The current positivity rate in Shelby County is 11.5%. Monday’s positivity rate of nearly 70% was due to a glitch in reporting the number of tests on the Shelby County Health Department’s site. It reported 161 new tests. There were actually 1,521 tests given.

People, including business owners, who are unclear about the mandates in the local health department’s health directive are reminded it is their responsibility to know the rules.

“And so, limited service restaurants, you are not open. Full-service restaurants, you need to sell more food than alcohol,” Health Officer Dr. Bruce Randolph said.

All businesses are required to enforce the use of masks, including for patrons seated at their tables in restaurants.
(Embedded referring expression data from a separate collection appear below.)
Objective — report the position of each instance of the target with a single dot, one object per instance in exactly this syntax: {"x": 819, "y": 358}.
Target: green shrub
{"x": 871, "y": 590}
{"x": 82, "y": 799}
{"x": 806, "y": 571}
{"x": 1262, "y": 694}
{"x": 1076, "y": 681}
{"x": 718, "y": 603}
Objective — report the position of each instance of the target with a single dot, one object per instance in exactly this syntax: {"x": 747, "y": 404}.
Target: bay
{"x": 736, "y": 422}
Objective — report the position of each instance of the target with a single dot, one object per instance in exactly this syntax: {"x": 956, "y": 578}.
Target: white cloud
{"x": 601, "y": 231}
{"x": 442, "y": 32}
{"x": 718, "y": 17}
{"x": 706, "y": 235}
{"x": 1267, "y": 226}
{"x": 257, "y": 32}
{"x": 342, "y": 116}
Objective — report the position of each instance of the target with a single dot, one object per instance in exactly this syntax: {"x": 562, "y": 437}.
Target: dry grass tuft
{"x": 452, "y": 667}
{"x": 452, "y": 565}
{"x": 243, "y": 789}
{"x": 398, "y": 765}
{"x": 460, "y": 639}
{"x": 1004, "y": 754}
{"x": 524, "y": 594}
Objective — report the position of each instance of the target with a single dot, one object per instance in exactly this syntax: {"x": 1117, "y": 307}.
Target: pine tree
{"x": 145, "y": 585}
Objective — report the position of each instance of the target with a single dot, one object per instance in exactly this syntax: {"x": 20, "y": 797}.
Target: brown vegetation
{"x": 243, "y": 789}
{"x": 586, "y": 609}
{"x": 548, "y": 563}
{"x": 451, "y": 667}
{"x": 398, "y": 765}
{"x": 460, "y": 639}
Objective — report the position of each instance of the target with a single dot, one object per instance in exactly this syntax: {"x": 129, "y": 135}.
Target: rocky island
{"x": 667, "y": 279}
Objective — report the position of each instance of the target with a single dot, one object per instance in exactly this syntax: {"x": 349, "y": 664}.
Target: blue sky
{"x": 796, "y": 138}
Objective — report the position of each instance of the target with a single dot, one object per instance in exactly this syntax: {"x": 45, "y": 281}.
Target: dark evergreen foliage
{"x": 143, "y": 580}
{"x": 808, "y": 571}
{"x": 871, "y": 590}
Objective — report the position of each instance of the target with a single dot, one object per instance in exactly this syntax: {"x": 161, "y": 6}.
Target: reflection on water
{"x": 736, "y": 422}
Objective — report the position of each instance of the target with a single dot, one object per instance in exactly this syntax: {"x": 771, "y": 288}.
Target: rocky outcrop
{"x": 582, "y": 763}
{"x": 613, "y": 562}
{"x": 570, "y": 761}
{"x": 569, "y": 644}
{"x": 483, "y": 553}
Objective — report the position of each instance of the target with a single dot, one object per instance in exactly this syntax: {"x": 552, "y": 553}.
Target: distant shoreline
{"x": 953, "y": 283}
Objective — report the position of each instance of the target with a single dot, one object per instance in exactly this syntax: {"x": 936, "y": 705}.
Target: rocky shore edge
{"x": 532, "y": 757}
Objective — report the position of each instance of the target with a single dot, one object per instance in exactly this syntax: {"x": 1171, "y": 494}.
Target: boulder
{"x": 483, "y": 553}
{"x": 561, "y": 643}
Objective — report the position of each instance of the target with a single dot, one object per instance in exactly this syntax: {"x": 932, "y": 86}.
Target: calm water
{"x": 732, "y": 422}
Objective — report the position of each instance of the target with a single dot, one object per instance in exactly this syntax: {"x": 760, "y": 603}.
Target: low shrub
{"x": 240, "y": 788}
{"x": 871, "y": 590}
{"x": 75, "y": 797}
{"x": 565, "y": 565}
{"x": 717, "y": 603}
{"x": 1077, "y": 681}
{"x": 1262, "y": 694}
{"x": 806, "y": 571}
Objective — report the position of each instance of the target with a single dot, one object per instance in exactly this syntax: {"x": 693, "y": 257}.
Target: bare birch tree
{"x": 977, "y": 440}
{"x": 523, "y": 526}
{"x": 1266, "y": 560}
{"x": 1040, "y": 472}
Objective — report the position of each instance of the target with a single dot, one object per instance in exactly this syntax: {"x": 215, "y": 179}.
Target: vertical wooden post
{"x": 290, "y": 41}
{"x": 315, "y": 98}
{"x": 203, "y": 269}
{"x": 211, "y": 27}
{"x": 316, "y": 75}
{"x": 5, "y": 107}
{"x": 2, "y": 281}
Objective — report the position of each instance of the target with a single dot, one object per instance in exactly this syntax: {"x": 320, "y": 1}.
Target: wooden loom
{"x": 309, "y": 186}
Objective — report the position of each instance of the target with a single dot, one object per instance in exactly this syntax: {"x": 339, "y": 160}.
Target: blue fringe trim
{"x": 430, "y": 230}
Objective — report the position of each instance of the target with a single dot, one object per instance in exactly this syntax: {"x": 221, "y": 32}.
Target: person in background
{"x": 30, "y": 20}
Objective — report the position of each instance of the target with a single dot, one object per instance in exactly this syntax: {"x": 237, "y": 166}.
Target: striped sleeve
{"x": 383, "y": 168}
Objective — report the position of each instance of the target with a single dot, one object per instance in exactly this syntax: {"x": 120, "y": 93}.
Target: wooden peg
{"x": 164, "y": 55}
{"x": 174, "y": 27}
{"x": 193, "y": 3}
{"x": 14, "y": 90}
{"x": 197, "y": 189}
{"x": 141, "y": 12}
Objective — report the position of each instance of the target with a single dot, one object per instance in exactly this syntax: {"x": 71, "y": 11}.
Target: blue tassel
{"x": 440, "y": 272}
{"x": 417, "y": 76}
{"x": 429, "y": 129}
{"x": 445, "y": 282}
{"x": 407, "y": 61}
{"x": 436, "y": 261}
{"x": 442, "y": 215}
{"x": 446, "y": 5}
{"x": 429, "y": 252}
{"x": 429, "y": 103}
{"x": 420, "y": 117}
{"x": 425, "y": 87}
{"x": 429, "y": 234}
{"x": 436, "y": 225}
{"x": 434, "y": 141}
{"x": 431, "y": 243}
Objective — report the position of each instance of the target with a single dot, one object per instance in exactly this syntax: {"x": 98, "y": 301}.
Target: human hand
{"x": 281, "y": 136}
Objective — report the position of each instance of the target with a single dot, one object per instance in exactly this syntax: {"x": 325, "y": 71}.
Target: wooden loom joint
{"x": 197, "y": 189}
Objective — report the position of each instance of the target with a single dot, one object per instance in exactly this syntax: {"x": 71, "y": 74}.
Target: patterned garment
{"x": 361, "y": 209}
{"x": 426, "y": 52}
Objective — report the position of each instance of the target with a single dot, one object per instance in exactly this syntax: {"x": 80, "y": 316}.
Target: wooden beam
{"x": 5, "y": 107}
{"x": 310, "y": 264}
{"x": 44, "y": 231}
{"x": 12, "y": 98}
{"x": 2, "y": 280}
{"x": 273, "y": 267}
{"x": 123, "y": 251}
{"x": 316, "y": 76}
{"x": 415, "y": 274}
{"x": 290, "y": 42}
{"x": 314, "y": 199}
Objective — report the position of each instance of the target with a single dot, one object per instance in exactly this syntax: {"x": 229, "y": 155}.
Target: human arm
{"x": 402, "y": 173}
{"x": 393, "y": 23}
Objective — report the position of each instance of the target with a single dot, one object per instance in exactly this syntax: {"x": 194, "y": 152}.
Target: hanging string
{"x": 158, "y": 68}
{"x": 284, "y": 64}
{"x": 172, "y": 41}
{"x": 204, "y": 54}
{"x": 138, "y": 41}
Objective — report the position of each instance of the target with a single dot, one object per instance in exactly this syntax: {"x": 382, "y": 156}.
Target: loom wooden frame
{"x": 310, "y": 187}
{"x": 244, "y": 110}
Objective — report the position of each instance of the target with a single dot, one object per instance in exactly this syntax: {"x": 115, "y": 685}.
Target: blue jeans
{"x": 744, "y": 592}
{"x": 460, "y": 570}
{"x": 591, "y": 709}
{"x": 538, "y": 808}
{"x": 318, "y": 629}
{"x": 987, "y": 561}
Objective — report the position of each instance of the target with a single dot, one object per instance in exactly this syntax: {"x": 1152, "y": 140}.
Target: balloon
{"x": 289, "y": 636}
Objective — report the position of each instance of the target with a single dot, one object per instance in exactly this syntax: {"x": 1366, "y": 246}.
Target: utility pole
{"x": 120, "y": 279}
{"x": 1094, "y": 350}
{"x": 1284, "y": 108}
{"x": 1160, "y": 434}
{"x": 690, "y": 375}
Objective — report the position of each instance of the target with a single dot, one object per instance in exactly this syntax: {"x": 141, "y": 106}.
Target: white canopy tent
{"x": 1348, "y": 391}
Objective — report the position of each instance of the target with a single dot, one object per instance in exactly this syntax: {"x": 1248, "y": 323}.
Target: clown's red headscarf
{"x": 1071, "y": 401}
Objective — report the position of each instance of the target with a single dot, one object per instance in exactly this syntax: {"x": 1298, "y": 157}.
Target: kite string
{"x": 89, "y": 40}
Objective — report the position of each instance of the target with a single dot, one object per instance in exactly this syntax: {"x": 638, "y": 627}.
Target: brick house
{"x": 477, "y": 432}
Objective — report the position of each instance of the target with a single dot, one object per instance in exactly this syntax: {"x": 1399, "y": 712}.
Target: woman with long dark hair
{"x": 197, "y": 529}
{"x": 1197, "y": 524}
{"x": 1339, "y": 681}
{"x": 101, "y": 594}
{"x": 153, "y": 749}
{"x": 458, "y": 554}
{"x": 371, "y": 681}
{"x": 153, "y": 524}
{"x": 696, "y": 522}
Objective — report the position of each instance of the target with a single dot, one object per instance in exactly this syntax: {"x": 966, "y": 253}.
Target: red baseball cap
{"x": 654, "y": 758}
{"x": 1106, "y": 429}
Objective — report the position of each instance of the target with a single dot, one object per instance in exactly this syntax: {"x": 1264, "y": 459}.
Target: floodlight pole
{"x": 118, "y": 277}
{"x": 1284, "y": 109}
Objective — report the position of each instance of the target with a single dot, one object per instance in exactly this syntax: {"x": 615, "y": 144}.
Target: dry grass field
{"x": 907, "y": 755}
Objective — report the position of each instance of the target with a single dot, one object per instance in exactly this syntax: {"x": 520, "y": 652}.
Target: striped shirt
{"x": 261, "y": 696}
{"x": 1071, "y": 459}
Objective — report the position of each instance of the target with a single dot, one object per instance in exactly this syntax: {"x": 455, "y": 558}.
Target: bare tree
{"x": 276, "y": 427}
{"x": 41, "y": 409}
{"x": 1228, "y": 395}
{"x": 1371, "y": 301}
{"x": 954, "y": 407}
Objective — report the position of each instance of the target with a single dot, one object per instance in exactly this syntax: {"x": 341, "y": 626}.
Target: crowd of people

“I was told by one of our establishments that he thought that the face mask was required only when they walked into this establishment,” Randolph said. “No. When are you sitting at your table conversing, waiting for your meal, you should have on your facial covering. 

“Once your food comes to your table, you then take it off, eat. After you finish eating, put it back on. In two hours, you should be up and out of the restaurant.”

While restaurants have spaced tables six feet apart, it is up to customers to make sure they maintain six feet of separation from any other person at another table.

The return of cooler weather is not expected to change transmission rates.

“We do know that with colder weather, people are inside in a more congregated way,” Sweat said. “It could increase risk of transmission. We have not done specific modeling around that,” he said, but noted that in the Southern Hemisphere, the same distancing and masking practices appear to have tamped down influenza.

“Also, get a flu shot as soon as possible, once they are available to you,” Sweat said.